Loki just premiered today, but I’m holding off to write about it until its season ends (and by that time, Black Widow will be out too. It’s an MCU feast!) I’m still in the mood for a Marvelous Wednesday post, though, so let’s return for a bit to the MCU’s first Disney+ series. As I mentioned in my WandaVision review, I’ve liked both characters well enough in the MCU movies (Wanda moreso than Vision, but he’s no slouch either,) but WandaVision opened them both up in such wonderful ways. Over the course of nine episodes, the characters – and the actors – prove that they’re more than capable of carrying their own story together. Also vital? Their relationship with one another, which really comes into its potential in the miniseries (Wanda-Vision-related spoilers.)
Relationships in the MCU films are tricky. I feel like Marvel has done a lot of interesting things with friendships, both in terms of ride-or-die BFFs like Steve-Bucky or unexpectedly-delightful friend pairings like Thor-Bruce. They’ve also mined a lot of gold from familial relationships, whether we’re talking actual family like Gamora-Nebula or quasi-surrogate-family figures like Tony-Spidey. But when it comes to romantic relationships, it seems Marvel rarely gets it fully off the ground. I feel like, in the movies, the only one that’s ever fully worked for me is Steve/Peggy, and even though there are others that I like (Scott/Hope, T’Challa/Nakia,) they’re more about liking the characters and how they complement one another, more than how the actual romance between them is depicted. Not to mention the aggressively-shaky ones like Natasha/Bruce or Steve/Sharon. The MCU does so many things really well, including with characters and relationships, but far too often, their romances don’t quite stick the landing.
In the movies, Wanda and Vision fall in the middle of the road for me. There are scenes between them that I really like, such as Vision talking to Wanda about the Mind Stone and her powers in Civil War, and by the horrible end for them in Infinity War, I’m sufficiently wrecked. Vision begging Wanda to kill him in order to save the universe, and then poor Wanda being forced to watch as Thanos rewinds time and kills Vision again, destroying half the universe anyway? Holy tragedy, Batman! But there are other times when it feels like the films are trying too hard to show us that a thing is a thing, probably because the two have such limited screentime in the movies and they have maybe eight minutes across different films to sell us on a romance between them so we’ll be devastated at the end of Infinity War. And those trying-too-hard moments fall flat, leaving us with a pretty hit-or-miss relationship for them.
But then, along comes WandaVision. I expected the show to be weird and trippy, and I expected it to dig into Wanda’s trauma, which I was totally here for (I love me a complicated character arc.) What I didn’t expect was how much I would come to enjoy Wanda and Vision as a pair. Their early sitcom exploits are so utterly charming – broad jokes, whacky situations, and all, what sells it are the two of them as an adorable team, the newcomer oddballs in town who are constantly on the edge of being found out by their Idyllic Suburbia neighbors, who only make it through each episode by their tenacity and love for each other. It genuinely makes me so happy to watch them careen their way through a neighborhood talent show together or freak out through a whirlwind one-day pregnancy.
Of course, one of WandaVision’s most crucial traits is the fact that it’s not actually a picture-perfect fairytale sitcom, and so things don’t stay light and frothy forever. Wanda and Vision’s relationship is tested in major ways – even though I know how hurt she is and that she didn’t intentionally create Westview, it’s still heartbreaking to see Wanda try to gaslight Vision in the middle of the series, attempting to convince him that his doubts and suspicions are all in his head. When he won’t be managed and insists on going off on his own to investigate, she falls apart, scarcely able to hold things together as she worries about what she’s done to them. And, as it too often does, it ends tragically for them. Because Vision is a part of Westview, part of the false reality that Wanda created, he can’t stay when she takes down the barriers, and they’re forced to say goodbye to one another yet again.
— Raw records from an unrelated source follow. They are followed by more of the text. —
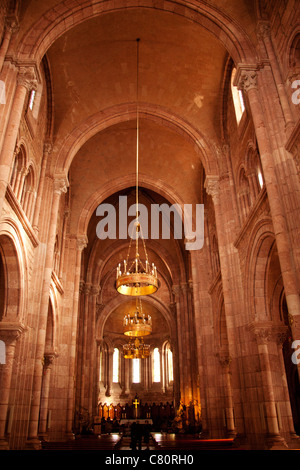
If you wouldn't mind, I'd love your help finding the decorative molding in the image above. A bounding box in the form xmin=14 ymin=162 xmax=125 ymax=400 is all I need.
xmin=51 ymin=271 xmax=64 ymax=294
xmin=0 ymin=321 xmax=26 ymax=344
xmin=233 ymin=186 xmax=267 ymax=248
xmin=5 ymin=185 xmax=39 ymax=248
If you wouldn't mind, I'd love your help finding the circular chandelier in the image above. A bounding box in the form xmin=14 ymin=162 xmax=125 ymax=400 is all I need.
xmin=123 ymin=299 xmax=152 ymax=337
xmin=123 ymin=338 xmax=150 ymax=359
xmin=115 ymin=39 xmax=159 ymax=296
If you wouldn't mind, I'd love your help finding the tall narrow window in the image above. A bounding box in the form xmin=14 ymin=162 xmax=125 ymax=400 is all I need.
xmin=167 ymin=348 xmax=174 ymax=382
xmin=132 ymin=359 xmax=141 ymax=384
xmin=231 ymin=69 xmax=245 ymax=123
xmin=153 ymin=348 xmax=160 ymax=382
xmin=257 ymin=170 xmax=264 ymax=188
xmin=113 ymin=348 xmax=119 ymax=383
xmin=29 ymin=90 xmax=36 ymax=111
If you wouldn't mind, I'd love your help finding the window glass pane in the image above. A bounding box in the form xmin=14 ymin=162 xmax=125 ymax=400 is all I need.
xmin=153 ymin=348 xmax=160 ymax=382
xmin=231 ymin=69 xmax=245 ymax=123
xmin=132 ymin=359 xmax=141 ymax=383
xmin=168 ymin=349 xmax=174 ymax=382
xmin=113 ymin=348 xmax=119 ymax=383
xmin=29 ymin=90 xmax=36 ymax=110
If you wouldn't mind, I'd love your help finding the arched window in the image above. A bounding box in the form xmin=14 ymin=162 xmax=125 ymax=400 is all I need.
xmin=231 ymin=68 xmax=245 ymax=124
xmin=113 ymin=348 xmax=120 ymax=383
xmin=238 ymin=167 xmax=251 ymax=219
xmin=20 ymin=166 xmax=35 ymax=221
xmin=132 ymin=359 xmax=141 ymax=384
xmin=0 ymin=341 xmax=6 ymax=364
xmin=167 ymin=345 xmax=174 ymax=382
xmin=29 ymin=90 xmax=36 ymax=111
xmin=152 ymin=348 xmax=160 ymax=382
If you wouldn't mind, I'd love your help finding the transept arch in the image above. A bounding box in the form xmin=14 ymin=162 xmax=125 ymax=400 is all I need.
xmin=0 ymin=219 xmax=27 ymax=323
xmin=51 ymin=103 xmax=218 ymax=174
xmin=17 ymin=0 xmax=256 ymax=63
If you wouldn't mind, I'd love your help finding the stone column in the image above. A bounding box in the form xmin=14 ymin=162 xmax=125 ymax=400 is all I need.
xmin=26 ymin=177 xmax=67 ymax=449
xmin=0 ymin=67 xmax=37 ymax=213
xmin=0 ymin=322 xmax=25 ymax=450
xmin=88 ymin=286 xmax=100 ymax=414
xmin=32 ymin=142 xmax=52 ymax=232
xmin=258 ymin=21 xmax=294 ymax=130
xmin=0 ymin=15 xmax=19 ymax=73
xmin=66 ymin=236 xmax=87 ymax=438
xmin=80 ymin=283 xmax=92 ymax=408
xmin=237 ymin=66 xmax=300 ymax=362
xmin=276 ymin=328 xmax=300 ymax=447
xmin=39 ymin=352 xmax=57 ymax=439
xmin=250 ymin=322 xmax=287 ymax=449
xmin=218 ymin=354 xmax=237 ymax=438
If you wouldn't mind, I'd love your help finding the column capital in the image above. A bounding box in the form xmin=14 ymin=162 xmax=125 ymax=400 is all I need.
xmin=44 ymin=351 xmax=58 ymax=369
xmin=17 ymin=65 xmax=38 ymax=91
xmin=234 ymin=64 xmax=257 ymax=93
xmin=257 ymin=20 xmax=271 ymax=39
xmin=43 ymin=141 xmax=53 ymax=155
xmin=216 ymin=352 xmax=232 ymax=368
xmin=5 ymin=15 xmax=20 ymax=34
xmin=54 ymin=175 xmax=69 ymax=195
xmin=77 ymin=235 xmax=88 ymax=251
xmin=249 ymin=321 xmax=273 ymax=344
xmin=0 ymin=322 xmax=26 ymax=344
xmin=204 ymin=176 xmax=220 ymax=202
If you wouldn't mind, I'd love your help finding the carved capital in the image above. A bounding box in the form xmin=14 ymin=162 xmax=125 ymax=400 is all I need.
xmin=54 ymin=176 xmax=69 ymax=195
xmin=204 ymin=177 xmax=220 ymax=202
xmin=5 ymin=15 xmax=20 ymax=34
xmin=257 ymin=21 xmax=271 ymax=39
xmin=17 ymin=66 xmax=37 ymax=91
xmin=0 ymin=322 xmax=25 ymax=345
xmin=249 ymin=321 xmax=273 ymax=344
xmin=44 ymin=142 xmax=53 ymax=155
xmin=216 ymin=353 xmax=232 ymax=368
xmin=44 ymin=351 xmax=58 ymax=369
xmin=238 ymin=70 xmax=257 ymax=93
xmin=91 ymin=286 xmax=100 ymax=297
xmin=77 ymin=235 xmax=88 ymax=251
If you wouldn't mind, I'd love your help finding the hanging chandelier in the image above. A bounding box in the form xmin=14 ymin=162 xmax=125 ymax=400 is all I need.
xmin=123 ymin=299 xmax=152 ymax=337
xmin=123 ymin=337 xmax=150 ymax=359
xmin=115 ymin=39 xmax=159 ymax=296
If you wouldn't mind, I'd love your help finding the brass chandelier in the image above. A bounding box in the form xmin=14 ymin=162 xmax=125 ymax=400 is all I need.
xmin=115 ymin=39 xmax=159 ymax=359
xmin=123 ymin=338 xmax=150 ymax=359
xmin=115 ymin=39 xmax=159 ymax=296
xmin=123 ymin=299 xmax=152 ymax=337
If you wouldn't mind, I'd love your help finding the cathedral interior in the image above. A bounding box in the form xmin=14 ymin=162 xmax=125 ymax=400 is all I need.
xmin=0 ymin=0 xmax=300 ymax=450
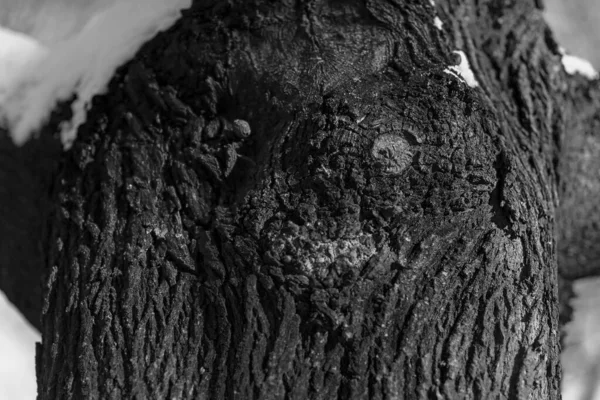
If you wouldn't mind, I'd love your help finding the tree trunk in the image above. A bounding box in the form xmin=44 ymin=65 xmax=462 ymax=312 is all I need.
xmin=4 ymin=0 xmax=599 ymax=399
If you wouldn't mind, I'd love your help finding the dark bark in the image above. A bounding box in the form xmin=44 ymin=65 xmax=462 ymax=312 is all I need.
xmin=1 ymin=0 xmax=598 ymax=399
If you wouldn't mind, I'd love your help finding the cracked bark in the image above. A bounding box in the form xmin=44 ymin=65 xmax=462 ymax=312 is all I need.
xmin=1 ymin=0 xmax=599 ymax=399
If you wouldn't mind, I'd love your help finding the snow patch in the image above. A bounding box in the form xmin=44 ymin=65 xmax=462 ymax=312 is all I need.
xmin=0 ymin=0 xmax=191 ymax=148
xmin=0 ymin=290 xmax=42 ymax=400
xmin=560 ymin=48 xmax=598 ymax=79
xmin=444 ymin=50 xmax=479 ymax=87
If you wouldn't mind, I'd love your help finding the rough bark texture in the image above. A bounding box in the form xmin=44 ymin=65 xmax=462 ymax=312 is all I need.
xmin=3 ymin=0 xmax=598 ymax=399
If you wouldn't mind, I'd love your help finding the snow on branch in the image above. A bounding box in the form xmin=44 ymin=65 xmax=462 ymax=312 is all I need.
xmin=0 ymin=0 xmax=191 ymax=148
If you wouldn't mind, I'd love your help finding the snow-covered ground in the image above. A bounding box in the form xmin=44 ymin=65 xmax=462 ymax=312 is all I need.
xmin=0 ymin=0 xmax=191 ymax=147
xmin=0 ymin=291 xmax=42 ymax=400
xmin=0 ymin=0 xmax=600 ymax=400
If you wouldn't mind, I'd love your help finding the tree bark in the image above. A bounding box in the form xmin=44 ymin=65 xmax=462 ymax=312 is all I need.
xmin=1 ymin=0 xmax=600 ymax=399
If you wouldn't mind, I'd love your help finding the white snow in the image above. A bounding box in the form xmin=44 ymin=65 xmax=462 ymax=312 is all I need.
xmin=562 ymin=53 xmax=598 ymax=79
xmin=0 ymin=0 xmax=191 ymax=148
xmin=444 ymin=50 xmax=479 ymax=87
xmin=0 ymin=292 xmax=42 ymax=400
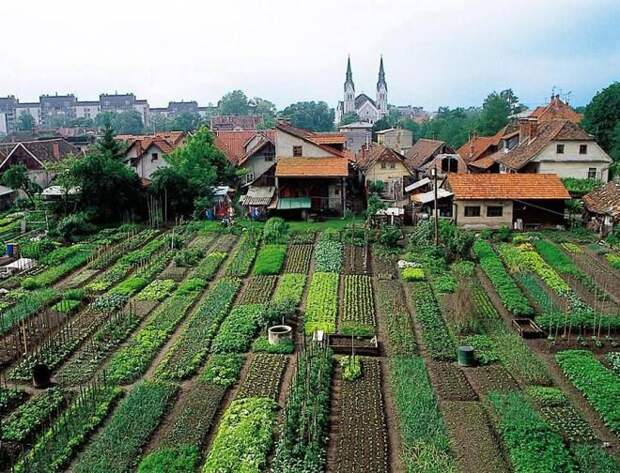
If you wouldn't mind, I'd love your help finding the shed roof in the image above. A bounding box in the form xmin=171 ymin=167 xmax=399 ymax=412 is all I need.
xmin=446 ymin=173 xmax=570 ymax=200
In amongst those fights and hardships, though, the love between them remains. If Wanda was truly doing this all for herself, she wouldn’t take it so hard when Vision leaves, and if he didn’t still have empathy for how much she’d been through, he wouldn’t be so desperate for them to get back to one another. In the end, they stand together as their house disintegrates around them, holding to the hope that they’ll find each other again if they possibly can.
And in addition to giving us this beautiful depiction of Wanda and Vision as they exist in Westview, the show also takes the opportunity to fill in a bit of their love story that we missed in the movies. Vision comforting Wanda after Pietro’s death is a foundational moment for them that obviously happened between films, and post-Endgame/pre-WandaVision, it’s so sweetly painful to learn that Vision had bought a lot for them to settle down on in New Jersey, to see Wanda stand in the space he meant for them to share and watch her grief pour out of her until it warps reality around her. Just an excellent job in crafting this romance.